CBD lawsuit challenges Obama's new fuel economy standards
The Obama administration recently announced new fuel economy standards, which would push average fuel economy requirements to 27.3 mpg for all vehicles. This represents only a 7% increase from 2010. Under the new regulations, passenger cars would have to reach 30.2 mpg and light trucks 24.1 mpg. This modest change was not enough for environmental group the Center for Biological Diversity (CBD), which has challenged the requirements by filing a lawsuit against the National Highway Traffic Safety Administration (NHTSA) and the Department of Transportation in federal court.
CBD has asked the Ninth Circuit to find that the administration violated the Energy Policy and Conservation Act which requires that miles-per-gallon standards be set at the maximum feasible level. The CBD alleges that the Obama rule is much lower than current standards in Europe, Japan, China, and other countries, and is thus clearly not at the maximum feasible level.
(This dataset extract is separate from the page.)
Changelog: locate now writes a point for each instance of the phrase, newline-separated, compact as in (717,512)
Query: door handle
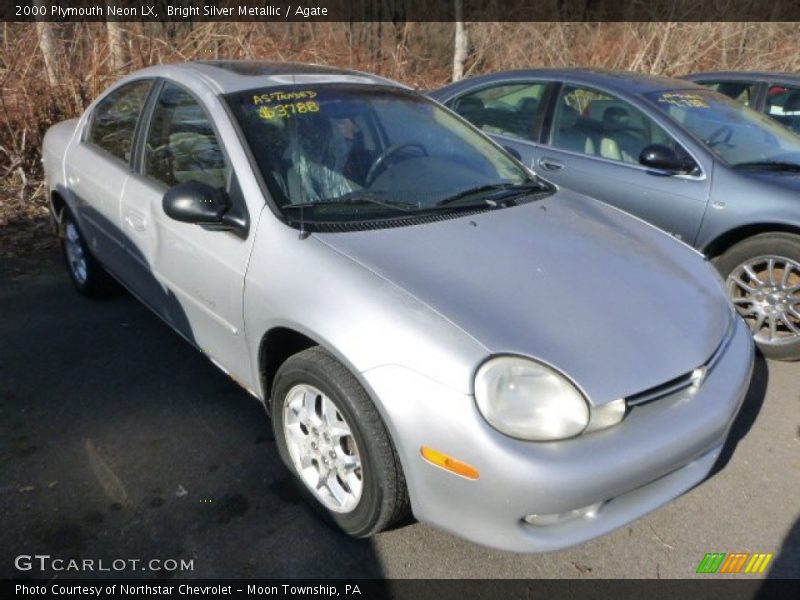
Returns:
(550,164)
(135,221)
According to the CBD, the standards are actually weaker than those proposed in 2008 by the Bush Administration. The lawsuit alleges that Obama administration officials used the same mathematical formula as the Bush administration and minimized the cost of carbon emissions. As a result of this decision, the Department of Transportation found that increasing gas mileage, to the extent now technologically and economically practical, would not reduce global warming. The transportation sector currently accounts for about one third of US greenhouse gas emissions.
Kassie Siegel, the director of the organization’s climate law project, stated, “These low standards, which ignore greenhouse gas emissions and the climate crisis, are illogical, illegal, and very disappointing from a president who has promised to make the United States a leader in the fight against global warming.” Deborah Sivas, director of the Environmental Law Clinic at Stanford Law School, who is representing the Center in the case, further commented, “The Obama standards keep the US in last place when it comes to fuel economy. This lawsuit will force the administration to live up to its promise to lead the way in technological innovation and greenhouse gas reductions.”
The current lawsuit echoes one brought in 2007 by the CBD that challenged the Bush administration’s 2006 fuel economy standards. The group was victorious in that lawsuit, in which the Ninth Circuit held that the Bush administration's fuel standards were invalid for light trucks and SUVs for the 2008 through 2011 model years.